Ao longo desses meses em que o
Brasil esteve mais próximo do Senado Federal, acompanhando os trabalhos
realizados pela Comissão Parlamentar de Inquérito (CPI) sobre a gestão da
Pandemia no país, esse processo ficou bastante visibilizado por diferentes
vieses de acontecimentos, tanto por conta dos parlamentares quanto dos
depoentes. As marcas históricas presentes nos comportamentos sociais não
resistem aos “atos falhos” do
inconsciente e se deixam extravasar em discursos, narrativas e atitudes,
demonstrando a insuficiência do arcabouço jurídico para conter e
ressignificá-las.
Sim, porque ali, naquele
ambiente, os presentes sabem muito bem discernir sobre o certo e o errado, o
legal e o ilegal, o apropriado e o inapropriado, enfim. Mas, por força dos
velhos hábitos se deixam levar nas situações e acabam extrapolando os limites,
o decoro, e encenando momentos desnecessários de profundo constrangimento ao
país. Foi assim, no fato de a CPI não ter entre os seus integrantes nenhuma
senadora, o que gerou protestos da bancada feminina e uma “concessão” por parte do Presidente da Comissão para que elas
pudessem arguir os depoentes. Foi assim, no caso de um depoente que chamou uma
senadora de “descontrolada”, quando
se viu acuado pela sua forma incisiva de arguição.
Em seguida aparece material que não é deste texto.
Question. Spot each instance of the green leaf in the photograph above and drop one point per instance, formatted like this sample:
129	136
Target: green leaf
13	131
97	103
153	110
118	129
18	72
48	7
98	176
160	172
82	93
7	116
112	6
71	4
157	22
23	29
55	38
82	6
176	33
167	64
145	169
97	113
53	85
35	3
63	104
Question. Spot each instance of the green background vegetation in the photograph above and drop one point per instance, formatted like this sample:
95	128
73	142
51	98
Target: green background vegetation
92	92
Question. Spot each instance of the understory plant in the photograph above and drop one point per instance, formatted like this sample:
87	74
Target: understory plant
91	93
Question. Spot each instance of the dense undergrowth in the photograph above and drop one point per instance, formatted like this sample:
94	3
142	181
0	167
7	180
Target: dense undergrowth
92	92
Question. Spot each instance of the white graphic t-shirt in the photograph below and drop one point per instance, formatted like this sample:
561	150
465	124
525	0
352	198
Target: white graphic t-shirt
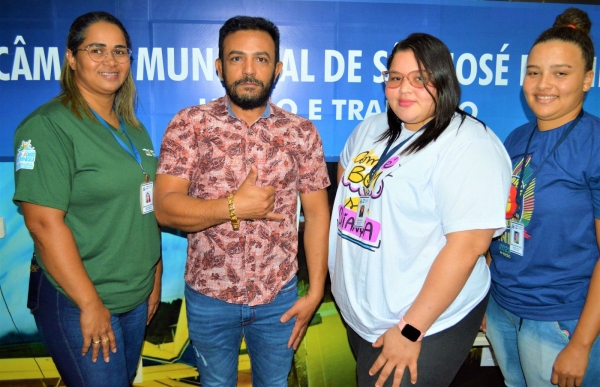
458	182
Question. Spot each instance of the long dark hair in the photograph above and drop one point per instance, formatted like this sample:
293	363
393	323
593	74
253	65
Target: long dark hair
572	26
433	58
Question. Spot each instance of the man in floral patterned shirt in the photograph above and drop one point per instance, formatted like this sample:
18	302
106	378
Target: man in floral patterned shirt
241	278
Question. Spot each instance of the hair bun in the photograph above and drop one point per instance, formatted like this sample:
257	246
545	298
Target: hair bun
574	18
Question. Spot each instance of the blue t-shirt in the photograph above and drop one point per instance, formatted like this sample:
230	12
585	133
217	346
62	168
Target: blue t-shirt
550	281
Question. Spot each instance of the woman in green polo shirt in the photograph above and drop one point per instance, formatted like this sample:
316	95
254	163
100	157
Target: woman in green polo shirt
84	169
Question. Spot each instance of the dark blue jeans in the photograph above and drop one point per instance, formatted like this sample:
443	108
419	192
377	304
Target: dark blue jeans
57	320
216	328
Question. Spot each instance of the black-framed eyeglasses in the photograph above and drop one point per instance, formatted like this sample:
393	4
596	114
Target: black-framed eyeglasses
394	79
99	54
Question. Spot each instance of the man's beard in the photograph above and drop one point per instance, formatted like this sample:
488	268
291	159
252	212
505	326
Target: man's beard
249	102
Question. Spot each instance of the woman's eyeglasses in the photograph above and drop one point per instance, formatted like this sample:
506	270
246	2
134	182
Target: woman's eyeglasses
394	79
99	54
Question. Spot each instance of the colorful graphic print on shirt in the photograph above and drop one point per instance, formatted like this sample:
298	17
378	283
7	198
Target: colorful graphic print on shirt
357	181
512	213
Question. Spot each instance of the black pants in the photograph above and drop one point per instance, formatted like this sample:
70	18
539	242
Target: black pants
441	355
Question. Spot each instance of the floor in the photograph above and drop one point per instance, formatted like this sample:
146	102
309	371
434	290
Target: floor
470	375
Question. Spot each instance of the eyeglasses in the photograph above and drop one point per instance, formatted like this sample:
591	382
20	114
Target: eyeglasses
99	54
394	79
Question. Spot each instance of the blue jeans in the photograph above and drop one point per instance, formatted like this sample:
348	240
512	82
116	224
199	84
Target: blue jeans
216	328
57	320
526	349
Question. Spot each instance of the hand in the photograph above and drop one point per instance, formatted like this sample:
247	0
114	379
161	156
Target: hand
303	310
97	331
570	365
153	302
252	202
398	352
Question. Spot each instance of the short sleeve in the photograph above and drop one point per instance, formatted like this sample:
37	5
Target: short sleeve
346	153
313	169
593	180
44	164
179	149
471	186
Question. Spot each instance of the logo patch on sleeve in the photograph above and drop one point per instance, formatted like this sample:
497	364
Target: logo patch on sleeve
25	156
149	152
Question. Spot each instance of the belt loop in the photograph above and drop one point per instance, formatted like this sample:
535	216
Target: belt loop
520	323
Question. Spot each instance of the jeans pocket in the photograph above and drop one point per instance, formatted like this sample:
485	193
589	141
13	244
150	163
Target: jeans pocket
291	285
35	283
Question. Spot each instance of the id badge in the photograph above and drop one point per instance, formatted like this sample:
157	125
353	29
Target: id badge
517	238
363	209
147	197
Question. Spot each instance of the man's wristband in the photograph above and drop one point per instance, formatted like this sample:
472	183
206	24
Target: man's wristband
410	332
235	222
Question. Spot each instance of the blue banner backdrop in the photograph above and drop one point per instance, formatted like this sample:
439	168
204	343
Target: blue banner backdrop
333	53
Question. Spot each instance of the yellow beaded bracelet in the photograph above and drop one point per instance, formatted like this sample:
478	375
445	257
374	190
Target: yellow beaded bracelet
235	222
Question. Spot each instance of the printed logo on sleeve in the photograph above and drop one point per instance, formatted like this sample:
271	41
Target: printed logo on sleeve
25	156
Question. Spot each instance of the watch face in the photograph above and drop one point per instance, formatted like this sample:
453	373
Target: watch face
411	332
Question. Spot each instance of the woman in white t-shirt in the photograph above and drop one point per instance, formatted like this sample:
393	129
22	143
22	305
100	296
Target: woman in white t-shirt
434	183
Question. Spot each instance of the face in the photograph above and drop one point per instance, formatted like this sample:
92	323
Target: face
248	68
413	105
555	83
99	79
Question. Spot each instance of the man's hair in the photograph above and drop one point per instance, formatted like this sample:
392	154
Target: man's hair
249	23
Foi assim, no caso de
homofobia expresso por um depoente contra um senador, ocorrido ontem. Na
verdade, foi e tem sido assim, sempre.
Desde de criança ouço dizer “O que seria do amarelo se todos gostassem
só do azul? ”. Hoje, eu compreendo que essas palavras simples falam de
guerra e paz. Quando a sociedade se permite viver em constante restrição de representatividade,
de diversidade, de pluralidade, ela abre um flanco imenso para desnaturalizar o
que é tão natural, como se o mundo pudesse ser um conjunto de cópias xerográficas.
Mas, como não é, isso gera conflito, gera intolerância, gera desrespeito, gera violência,
... gera guerra. Porque as pessoas desaprendem a conviver e coexistir com as
diferenças, das mais simples as mais complexas. De modo que os padrões, os
modelos, o status quo, determinam as
dicotomias bom e ruim, bonito e feio, vencedor e perdedor, tolerável e intolerável
etc.etc.etc., oportunizando, na verdade, a defesa de crimes como racismo, homofobia, misoginia, sexismo,
xenofobia, etarismo, gordofobia, aporobofia.
Daí a importância de se refletir
sobre a representatividade, sobre a diversidade, sobre os direitos humanos. Como
disse a congressista norte-americana Alexandria Ocasio-Cortez, “Se você exige o fim dos distúrbios, mas não exige o fim das condições que criaram esses
distúrbios, então você é um hipócrita”. Em pleno século XXI, essas questões
não podem parecer existir dissociadas do cotidiano, porque não são. Quando as
esferas do Poder nacional se abstêm de liderar esse movimento de questionar os
padrões, os modelos, o status quo,
eles prestam um desserviço descomunal para o país, porque o seu silêncio grita
no inconsciente popular que há sim, uma dissonância entre a teoria e a prática.
O que significa que, embora haja uma nova compreensão social e jurídica sobre representatividade,
diversidade e direitos humanos, a prática demonstra-se resistente e apegada a
uma zona de conforto, a qual nunca existiu.
Então, quando emergem conflitos dessa natureza nos espaços de Poder abre-se uma possibilidade de transformação que reverbera por toda a sociedade. Afinal, os exemplos, as influências costumam vir das camadas superiores, tendo em vista o seu lugar de fala já consolidado. E com as “bênçãos” delas, as poeiras do tempo são sacudidas, o terreno do cotidiano se reacomoda, as cortinas da vida são abertas... Tudo começa a se reorganizar a partir de outros paradigmas e perspectivas. A evolução entra em movimento, de tal forma, que não há como frear ou interromper o seu fluxo. É claro que para as transformações serem efetivamente sentidas leva-se tempo; mas, isso também é importante, porque oportuniza uma assimilação das ideias, dos acontecimentos, das análises, das reflexões, muito mais consistente. Afinal, isso mexe com a identidade do país, de modo que ele precisa aprender a se reconhecer diante do espelho e aceitar Narciso como ele realmente é.